Roadmaps for Design Systems
Communicate What You’ll Do Next That Teams Can Depend On
Whenever I chat with a new design system team, I ask:
So, what are you working on?
Some teams muster only an incoherent rambling of scattered tasks. Others confidently articulate discrete areas of focus, and when they plan to deliver each one. I view the latter — a team’s collective understanding that they are evolving a product with a roadmap — as a signal that that the system is operating well.
A Roadmap Reveals a System’s Direction
A design system’s roadmap need not be exhaustive. Most I’ve seen depict nothing more than what’s going on now, next and sometime in the near future across their increments of work, whether a two-week sprint or month-by-month delivery.

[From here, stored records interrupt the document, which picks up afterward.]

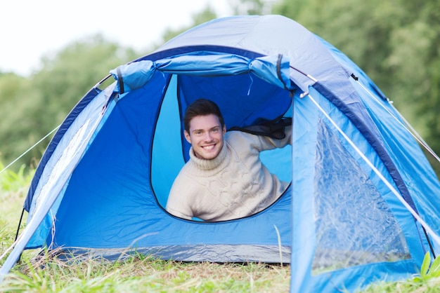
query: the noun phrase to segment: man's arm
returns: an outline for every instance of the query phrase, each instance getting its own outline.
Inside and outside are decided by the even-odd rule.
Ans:
[[[167,212],[179,218],[192,219],[193,210],[190,206],[188,186],[179,175],[174,180],[167,201]]]

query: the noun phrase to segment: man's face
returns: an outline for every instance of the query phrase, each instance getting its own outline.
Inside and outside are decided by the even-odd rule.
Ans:
[[[199,158],[215,158],[224,144],[226,127],[220,125],[219,117],[214,114],[197,116],[190,122],[189,133],[185,130],[185,138],[191,144],[194,154]]]

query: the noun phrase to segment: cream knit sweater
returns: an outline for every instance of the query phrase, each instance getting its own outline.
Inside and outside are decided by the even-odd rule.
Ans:
[[[292,129],[283,139],[240,131],[225,135],[219,156],[212,160],[190,159],[172,187],[167,210],[181,218],[215,222],[253,214],[269,206],[285,191],[287,182],[269,172],[259,152],[290,143]]]

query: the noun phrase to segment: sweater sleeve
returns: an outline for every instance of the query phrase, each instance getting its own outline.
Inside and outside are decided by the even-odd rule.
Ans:
[[[228,142],[239,153],[247,154],[250,149],[257,152],[274,149],[281,149],[292,141],[292,126],[285,128],[285,137],[277,139],[265,135],[257,135],[242,131],[228,132]]]
[[[190,205],[191,196],[188,183],[179,174],[174,180],[167,202],[167,212],[179,218],[192,219],[193,210]]]

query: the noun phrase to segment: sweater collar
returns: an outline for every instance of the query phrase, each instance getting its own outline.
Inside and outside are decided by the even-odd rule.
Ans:
[[[226,141],[223,144],[223,146],[219,153],[219,155],[212,159],[200,158],[195,156],[193,151],[193,146],[190,148],[190,158],[194,162],[195,165],[204,170],[213,170],[219,167],[223,163],[228,154],[228,148],[226,147]]]

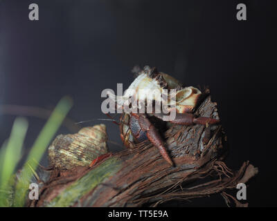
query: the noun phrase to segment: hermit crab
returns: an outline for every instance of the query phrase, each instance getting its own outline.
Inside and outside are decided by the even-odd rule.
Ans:
[[[177,79],[158,72],[155,68],[145,66],[142,70],[136,68],[134,72],[137,77],[123,96],[109,94],[116,104],[116,108],[123,110],[120,123],[118,124],[121,140],[126,147],[131,148],[134,147],[134,144],[149,140],[159,150],[166,162],[173,166],[173,162],[166,151],[166,146],[159,128],[154,126],[154,122],[159,119],[181,125],[199,124],[208,126],[217,124],[220,121],[217,119],[195,117],[193,115],[194,108],[202,95],[199,89],[191,86],[183,88]],[[173,90],[173,93],[170,91],[169,93],[168,90]],[[134,103],[133,100],[136,102]],[[161,111],[157,111],[157,108],[153,110],[152,108],[150,113],[145,112],[146,106],[156,107],[157,104],[163,104],[163,101],[166,102],[161,104]],[[136,104],[137,109],[130,108],[134,104]],[[126,109],[132,111],[126,112]],[[168,117],[172,113],[175,113],[172,115],[174,117]]]

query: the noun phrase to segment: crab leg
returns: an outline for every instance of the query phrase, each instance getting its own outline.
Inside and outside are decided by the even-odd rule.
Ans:
[[[173,166],[174,164],[169,157],[168,153],[166,152],[166,146],[163,142],[163,139],[146,115],[145,114],[132,113],[132,117],[135,117],[138,120],[140,127],[143,131],[146,131],[146,135],[151,143],[159,149],[161,155],[166,162],[171,166]]]
[[[163,119],[163,114],[162,113],[154,113],[155,117]],[[193,124],[215,124],[220,122],[219,119],[199,117],[195,117],[192,113],[177,113],[175,119],[170,121],[170,122],[176,124],[181,125],[193,125]]]

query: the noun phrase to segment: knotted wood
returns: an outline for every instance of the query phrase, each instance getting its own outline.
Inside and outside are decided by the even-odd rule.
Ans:
[[[196,116],[219,118],[216,104],[207,96]],[[226,191],[247,182],[258,173],[248,162],[238,171],[222,162],[227,152],[222,126],[172,125],[164,137],[175,166],[170,166],[149,141],[113,154],[93,168],[71,171],[44,169],[48,178],[39,200],[28,206],[157,206],[172,200],[187,200],[221,193],[229,205],[246,206]]]

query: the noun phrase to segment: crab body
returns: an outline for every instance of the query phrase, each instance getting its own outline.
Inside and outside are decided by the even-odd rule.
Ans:
[[[169,119],[172,124],[188,126],[199,124],[208,126],[208,124],[218,123],[220,120],[204,117],[196,117],[193,114],[202,96],[201,91],[197,88],[191,86],[182,88],[181,84],[172,77],[159,73],[156,68],[150,68],[148,66],[145,66],[142,70],[139,69],[135,72],[138,76],[131,84],[127,93],[123,96],[109,94],[110,97],[114,99],[117,104],[117,107],[124,106],[130,97],[134,97],[138,103],[143,101],[146,104],[148,104],[148,102],[152,102],[153,100],[161,102],[161,96],[155,97],[152,93],[158,91],[160,95],[166,93],[166,97],[168,97],[166,108],[168,113],[153,111],[151,113],[144,113],[139,111],[139,113],[137,113],[123,111],[120,117],[120,124],[119,124],[122,141],[126,147],[132,148],[135,146],[135,144],[148,140],[159,149],[166,162],[173,166],[174,164],[166,151],[160,131],[158,127],[155,127],[155,124],[152,120],[153,118],[163,122],[163,117],[168,115],[168,112],[170,113],[175,111],[175,117]],[[168,92],[163,89],[175,89],[175,90],[173,95],[170,93],[169,95]],[[175,98],[173,102],[172,95]],[[159,125],[160,127],[161,124]]]

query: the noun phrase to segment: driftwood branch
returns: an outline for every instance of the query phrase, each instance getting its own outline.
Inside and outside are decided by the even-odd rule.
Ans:
[[[219,118],[216,104],[206,97],[196,115]],[[222,162],[227,152],[221,125],[172,125],[165,133],[170,166],[149,142],[112,155],[92,169],[70,171],[43,169],[47,177],[39,200],[28,206],[157,206],[172,200],[188,200],[221,193],[226,203],[233,199],[228,189],[247,182],[258,173],[248,162],[239,171]]]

A roadmap enables a design system team to convey:
- commitment to delivering value, justifying their well-defined funding
- transparent priorities, especially critical when serving products and platforms with divergent interests
- reliable cadence that customers depend on
Roadmaps Signal Releases That Set Product Team Expectations
Roadmaps highlight the most important elements of each release, charting the system’s direction without drowning in detail. Organizing that simple story into a a milestone based, columnar roadmap format works wonders.
If a system is just getting started, a roadmap may be limited to fundamentals like visual style (like color and typography), key UI components (like buttons & forms), and parts needed to assemble common displays (like getting started and a layout/grid system).

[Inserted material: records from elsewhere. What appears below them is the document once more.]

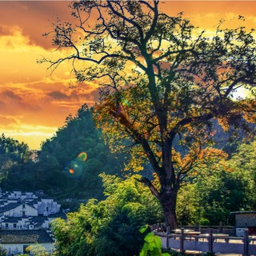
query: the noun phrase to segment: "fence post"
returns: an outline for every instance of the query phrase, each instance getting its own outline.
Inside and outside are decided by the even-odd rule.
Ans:
[[[181,253],[184,253],[184,227],[181,228],[179,250]]]
[[[169,234],[170,234],[170,226],[166,226],[166,248],[169,249]]]
[[[243,254],[242,256],[249,256],[248,229],[245,229],[243,234]]]
[[[213,237],[213,230],[210,229],[209,230],[209,238],[208,238],[208,252],[213,253],[213,242],[214,242],[214,237]]]
[[[223,224],[222,222],[219,222],[219,226],[218,226],[218,233],[222,233],[223,232]]]

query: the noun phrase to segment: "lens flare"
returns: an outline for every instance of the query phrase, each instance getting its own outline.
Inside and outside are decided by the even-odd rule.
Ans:
[[[73,169],[70,169],[70,170],[69,170],[69,172],[70,172],[70,174],[74,174],[74,171]]]
[[[83,162],[87,160],[87,154],[86,152],[82,152],[78,156],[78,158],[82,159]]]

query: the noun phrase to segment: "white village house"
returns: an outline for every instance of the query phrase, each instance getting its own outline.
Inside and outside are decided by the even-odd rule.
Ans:
[[[66,217],[60,209],[60,204],[44,198],[42,192],[3,193],[0,190],[1,246],[8,255],[24,254],[33,243],[39,243],[51,251],[54,241],[50,222],[58,217]]]

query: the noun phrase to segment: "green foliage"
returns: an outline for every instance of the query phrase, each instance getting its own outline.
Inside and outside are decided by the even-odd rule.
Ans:
[[[148,226],[145,225],[139,230],[140,233],[143,234],[148,229]],[[139,256],[170,256],[168,253],[162,253],[161,238],[155,236],[153,232],[148,233],[144,238],[144,244]]]
[[[0,255],[1,256],[7,256],[7,250],[0,246]]]
[[[40,244],[30,245],[26,248],[26,251],[29,252],[30,256],[50,256],[50,253]]]
[[[43,190],[59,200],[67,198],[102,198],[102,183],[98,178],[99,174],[103,171],[120,174],[123,162],[122,154],[119,154],[118,157],[110,153],[108,145],[103,141],[101,130],[95,128],[91,109],[86,105],[82,106],[74,117],[69,116],[66,125],[58,129],[56,135],[42,143],[42,150],[34,161],[24,160],[22,162],[21,156],[26,156],[26,151],[17,154],[20,152],[18,146],[16,141],[4,136],[0,140],[0,162],[1,152],[9,152],[4,154],[6,160],[5,166],[2,166],[6,171],[1,186],[6,190]],[[22,146],[22,149],[26,149]],[[78,158],[82,152],[87,154],[86,162]],[[16,160],[14,162],[16,154],[16,158],[20,156],[17,163]],[[71,174],[70,169],[74,169],[75,174]],[[69,208],[70,205],[65,203]]]
[[[143,244],[142,224],[162,220],[160,206],[141,183],[105,174],[106,199],[90,199],[67,222],[56,219],[52,230],[57,255],[135,255]],[[138,178],[138,176],[136,178]]]

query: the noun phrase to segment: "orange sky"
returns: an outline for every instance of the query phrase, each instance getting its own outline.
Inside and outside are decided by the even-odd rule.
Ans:
[[[50,30],[57,17],[71,18],[67,5],[65,1],[0,1],[0,133],[24,141],[31,149],[38,149],[84,102],[97,100],[94,84],[72,87],[76,82],[68,64],[51,74],[46,65],[36,63],[42,56],[51,56],[50,39],[42,34]],[[249,28],[256,28],[254,1],[165,1],[162,9],[172,15],[183,11],[204,29],[213,30],[222,18],[233,24],[238,14],[246,18]]]

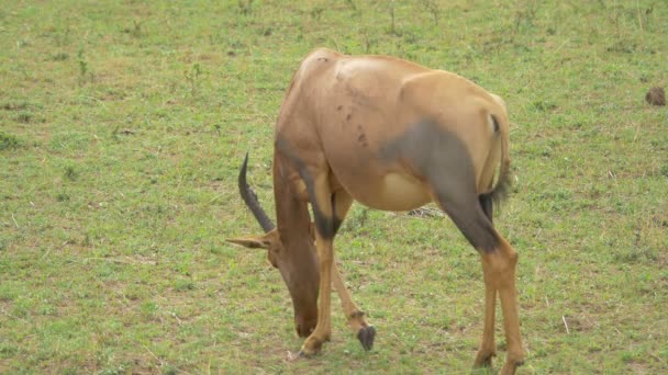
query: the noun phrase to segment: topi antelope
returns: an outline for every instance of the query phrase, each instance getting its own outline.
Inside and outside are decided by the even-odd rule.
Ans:
[[[510,179],[509,121],[500,96],[401,59],[316,49],[294,73],[276,124],[278,227],[246,183],[247,161],[240,191],[265,235],[230,241],[268,250],[290,292],[297,333],[307,338],[301,355],[318,353],[330,339],[332,283],[364,349],[374,344],[376,331],[350,298],[334,258],[334,237],[353,201],[385,211],[435,202],[481,258],[485,328],[475,366],[491,366],[496,355],[497,294],[508,343],[501,373],[513,374],[523,363],[517,253],[492,225],[492,207]]]

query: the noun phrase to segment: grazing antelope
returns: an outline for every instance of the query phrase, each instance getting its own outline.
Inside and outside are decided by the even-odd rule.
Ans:
[[[353,201],[385,211],[435,202],[481,258],[485,328],[475,366],[491,366],[496,355],[497,294],[508,342],[502,373],[523,363],[517,253],[492,225],[510,169],[500,96],[401,59],[316,49],[294,73],[276,124],[278,227],[246,183],[247,161],[246,156],[240,191],[265,235],[230,241],[268,250],[290,292],[297,333],[308,337],[300,354],[318,353],[330,339],[332,283],[350,329],[366,350],[374,344],[376,331],[350,298],[334,258],[334,237]]]

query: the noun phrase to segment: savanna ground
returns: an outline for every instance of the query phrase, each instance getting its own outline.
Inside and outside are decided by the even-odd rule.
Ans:
[[[477,253],[446,217],[355,206],[337,297],[301,341],[280,275],[225,238],[272,213],[272,125],[310,49],[388,54],[504,96],[521,373],[668,371],[668,3],[12,1],[0,9],[0,373],[468,373]],[[499,368],[504,339],[498,328]]]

In fact, getting all those aspirational parts on stickies _and then_ arranging those stickies in a columnar roadmap format is a great exercise to center a team’s purpose early on.
Once a design system is smoothly operating across releases, roadmaps tend to reveal, in priority order:
- New sections and broad topics first, like expansions into branding, editorial guidance, a new platform (like Android), or practice like SEO
- New, important parts, like a modal component, editorial word list, or system onboarding training for new hires
- Very important enhancements & extensions to existing parts, like adding tertiary button variation or more responsive layout variations
Leave out the detail. Less relevant parts and a long tail of fixes and burgeoning documentation drown a roadmap, robbing it of its simple and focused appeal.

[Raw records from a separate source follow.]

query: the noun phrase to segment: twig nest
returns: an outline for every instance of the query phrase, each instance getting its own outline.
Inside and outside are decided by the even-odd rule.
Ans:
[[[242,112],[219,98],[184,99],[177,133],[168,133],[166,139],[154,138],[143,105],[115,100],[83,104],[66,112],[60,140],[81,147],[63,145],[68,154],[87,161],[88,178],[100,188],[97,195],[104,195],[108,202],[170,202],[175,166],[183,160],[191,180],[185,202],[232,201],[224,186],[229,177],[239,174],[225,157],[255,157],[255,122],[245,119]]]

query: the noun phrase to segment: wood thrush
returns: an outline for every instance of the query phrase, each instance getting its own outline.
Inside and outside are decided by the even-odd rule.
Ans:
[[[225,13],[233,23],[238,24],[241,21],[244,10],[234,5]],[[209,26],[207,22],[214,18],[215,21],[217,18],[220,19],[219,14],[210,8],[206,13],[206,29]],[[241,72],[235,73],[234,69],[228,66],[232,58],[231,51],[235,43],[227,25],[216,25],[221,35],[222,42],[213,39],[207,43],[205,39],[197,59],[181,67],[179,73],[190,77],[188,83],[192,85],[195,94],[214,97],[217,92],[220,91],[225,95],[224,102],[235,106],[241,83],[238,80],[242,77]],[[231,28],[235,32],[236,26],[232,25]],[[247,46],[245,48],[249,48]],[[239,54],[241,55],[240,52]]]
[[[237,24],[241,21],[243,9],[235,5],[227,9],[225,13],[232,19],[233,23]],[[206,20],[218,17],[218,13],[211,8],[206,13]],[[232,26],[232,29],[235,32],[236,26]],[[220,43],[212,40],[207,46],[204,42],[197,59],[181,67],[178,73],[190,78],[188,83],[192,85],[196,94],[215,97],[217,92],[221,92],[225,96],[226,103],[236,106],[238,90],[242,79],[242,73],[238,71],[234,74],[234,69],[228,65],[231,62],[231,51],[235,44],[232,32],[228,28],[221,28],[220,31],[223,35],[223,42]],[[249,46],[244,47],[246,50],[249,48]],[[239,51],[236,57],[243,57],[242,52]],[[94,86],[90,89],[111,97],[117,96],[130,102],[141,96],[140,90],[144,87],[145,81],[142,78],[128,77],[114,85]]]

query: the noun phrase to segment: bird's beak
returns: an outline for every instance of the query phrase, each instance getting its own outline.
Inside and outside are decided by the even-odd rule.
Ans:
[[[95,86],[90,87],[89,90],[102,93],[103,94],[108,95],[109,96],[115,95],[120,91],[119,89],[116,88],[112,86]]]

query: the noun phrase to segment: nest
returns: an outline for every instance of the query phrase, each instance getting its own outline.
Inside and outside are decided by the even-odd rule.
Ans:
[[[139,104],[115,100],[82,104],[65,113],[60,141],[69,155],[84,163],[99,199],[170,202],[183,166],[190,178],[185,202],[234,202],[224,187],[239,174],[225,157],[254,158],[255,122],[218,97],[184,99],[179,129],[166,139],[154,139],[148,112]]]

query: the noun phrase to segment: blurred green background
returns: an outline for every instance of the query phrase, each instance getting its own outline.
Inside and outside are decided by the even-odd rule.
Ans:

Roadmaps Expose What a System Values
Roadmaps also expose what a system team — and by extension, an enterprise — values at any given time. Our system roadmap across years of a responsive redesign always seemed to position responsive images in the third, “coming soon” column. During every monthly (sprint) planning meeting, we’d try to nudge it into next.
But there was no organization traction, and thus no will on the system team to drive an initiative that they didn’t own. Responsive images stayed on the far right month after month after month, until one of us had the guts to finally remove it until products got their act together. The roadmap worked well: the system’s priorities aligned with the portfolio it served.
Does Your System Have a Roadmap?
Your team need not display a glossy roadmap visualization on your homepage or rendered dynamically from a Jira backlog (although, either would be awesome).
Just ensure your team can tell a consistent, confident story of “We are working on [this] now, [that] next, and the [other thing] sometime soon…”
If you get your story straight and you deliver releases predictably consistent with that story, teams will value and depend on you.